Tips for the Interviewing Au Pair Candidates
We understand that the interviewing / matching process can be stressful. We reached out to a few of our experts, who have had au pairs themselves, to share some tips for interviewing candidates.
1. Be open and honest during your interviews
When interviewing candidates, you should be open and honest about the good, the bad, and the ugly with your family. You are interviewing the candidate for your family, but they also want to make sure that your family is a right fit for them. Au pairs cannot make sure they are a right fit and handle any concerns if they are not aware. Being honest will help you have a more successful program!
2. Complete your household guide
Our household guide is an essential piece of the puzzle. We provide you with the template, all you have to do is fill in the blanks with your family’s information. This guide will help you with topics to discuss during your interview.
3. Make sure you ask questions that will give you a thorough understanding of their experience
Au pairs go through a rigorous check to make sure that they fulfill all of the program requirements. However, that does not mean that they fulfill all of the requirements that you are looking for in your au pair. Make sure you ask follow up questions that will help you determine if they will meet your requirements. Ask open-ended questions and have candid conversations. We recommend saving the tougher questions for the second call.
Example: If you need someone with a lot of driving experience, make sure you ask about how often they drive, what the roads are like where they drive, etc.

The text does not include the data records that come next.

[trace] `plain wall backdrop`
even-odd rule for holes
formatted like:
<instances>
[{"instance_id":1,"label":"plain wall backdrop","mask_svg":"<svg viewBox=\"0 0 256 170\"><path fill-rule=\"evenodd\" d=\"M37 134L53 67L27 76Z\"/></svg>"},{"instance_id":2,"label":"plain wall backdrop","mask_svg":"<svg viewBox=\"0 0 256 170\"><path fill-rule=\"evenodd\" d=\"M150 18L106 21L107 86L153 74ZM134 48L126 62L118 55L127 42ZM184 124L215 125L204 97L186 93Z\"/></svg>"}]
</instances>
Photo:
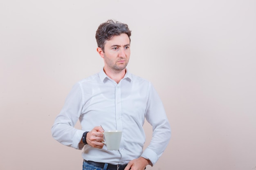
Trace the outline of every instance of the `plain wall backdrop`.
<instances>
[{"instance_id":1,"label":"plain wall backdrop","mask_svg":"<svg viewBox=\"0 0 256 170\"><path fill-rule=\"evenodd\" d=\"M152 82L171 125L147 170L256 170L253 0L1 0L0 169L82 170L82 151L51 128L72 86L103 66L95 33L108 19L129 26L128 68Z\"/></svg>"}]
</instances>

4. Have multiple interviews with your potential au pair
You had a great first interview with an au pair candidate, now what? We recommend having 2-3 conversations with an au pair before matching. Your first call should be an introductory call to get to know the au pair candidate, ask simple questions, and to get a feel for if they might be a good fit for your family. If you think they might be, we recommend getting more in-depth on your second and third interview. Ask more detailed questions for specific requirements you have, share your schedule, rules, etc. We recommend having your child/children join the second or third interview. This gives them a chance to interact with each other.
5. Communication is key
Always conduct your interviews in English, even if you speak their native language. Au pairs English language level varies from candidate to candidate, so it’s important that you interview them in English to get a better understanding of how advanced their English is. Remember, English is often a second or third language for your candidates. Make sure you speak slowly, clearly, and give them a change to think about their response before answering. Speaking a different language can be stressful for your candidate.

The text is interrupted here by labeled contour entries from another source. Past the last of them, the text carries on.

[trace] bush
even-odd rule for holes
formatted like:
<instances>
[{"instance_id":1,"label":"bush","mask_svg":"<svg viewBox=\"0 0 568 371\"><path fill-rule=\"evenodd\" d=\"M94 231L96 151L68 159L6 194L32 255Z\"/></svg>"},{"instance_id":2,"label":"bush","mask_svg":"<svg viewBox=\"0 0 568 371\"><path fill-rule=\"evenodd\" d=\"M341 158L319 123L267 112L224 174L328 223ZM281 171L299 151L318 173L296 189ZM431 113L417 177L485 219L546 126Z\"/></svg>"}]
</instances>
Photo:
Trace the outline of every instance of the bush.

Use video calls whenever possible because it allows you to read body language and facial expressions. Candidates typically have an easier time understanding the conversation when they can see you during your conversation.
6. Let the au pairs interview your family!
You are interviewing the candidate for your family, but they also want to make sure that your family is a right fit for them. Make sure you give your candidates a chance to ask you questions and learn more about your family, community, etc.! You might also consider sharing the contact information for your current au pair / childcare provider so your candidate can reach out to them too.
7. There is no common sense, there is cultural sense!
It is important to remember that every country is different when it comes to culture, traditions, and everyday life.
Considerations for if it’s a good time to get an au pair:
Big life changes, like a divorce or separation, is not the right time to get an au pair. Wait until the dust has settled and your home is more stable to welcome an exchange visitor.